Introduction
Sensyze Dataflow is a visual ETL/ELT platform for building, running, and observing data pipelines. It combines a React Flow-based mapper with a FastAPI backend, Temporal workflows, and a hybrid Pandas/Dask execution engine. Supabase provides auth, storage, and the primary database.
What It Does
- Visual pipeline builder for sources, transforms, and destinations
- Temporal-orchestrated execution with parallel layers
- Hybrid data processing via
DataFrameAdapter(Pandas for small data, Dask for large) - Observability with per-node logs, samples, and metrics
- Usage and billing controls (bi-weekly minutes, AI ops limit, Stripe credits)
Architecture
graph TD
User((User)) --> FE[Next.js Frontend]
User --> MKT[Marketing Site]
FE <-> API[FastAPI API]
API <-> Supabase["Supabase Postgres + Auth"]
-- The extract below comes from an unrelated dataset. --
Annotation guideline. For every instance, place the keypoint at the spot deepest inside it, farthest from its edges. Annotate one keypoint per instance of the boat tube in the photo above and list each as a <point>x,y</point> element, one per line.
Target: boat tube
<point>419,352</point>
API <-> Storage["Supabase Storage / Local Storage"]
API <-> Temporal[Temporal Server]
Temporal <-> Worker[Temporal Worker]
Worker <-> Runner[PipelineRunner]
Worker <-> Redis[Redis Cache]
Runner --> Adapter[DataFrameAdapter]
Adapter --> Pandas[Pandas]
Adapter --> Dask[Dask Cluster]
Runner --> DuckDB["DuckDB (staging)"]
Worker --> Obs[Observability Logger]
Obs --> SQLite["Observability SQLite"]
Performance Strategy
- < 10,000 rows: Pandas for low overhead
= 10,000 rows: Dask for parallel execution
Quick Start
Prerequisites
- Docker and Docker Compose
- Node.js 18+
- Python 3.12+
Configure Environment
cp .env.frontend.example .env.frontend
cp .env.backend.example .env.backend
Fill in Supabase, Stripe, and other service keys as needed.
Run Locally (Recommended)
make dev
Common commands:
make dev
make dev-fresh
make dev-clean
make status
Local URLs
- App: http://localhost:3000
- API Docs: http://localhost:8000/docs
- Temporal UI: http://localhost:8080
- Dask Dashboard: http://localhost:8787
Repository Layout
dataflow-server/ # FastAPI, Temporal worker, pipeline engine
frontend/ # Next.js app (mapper, jobs, accounts)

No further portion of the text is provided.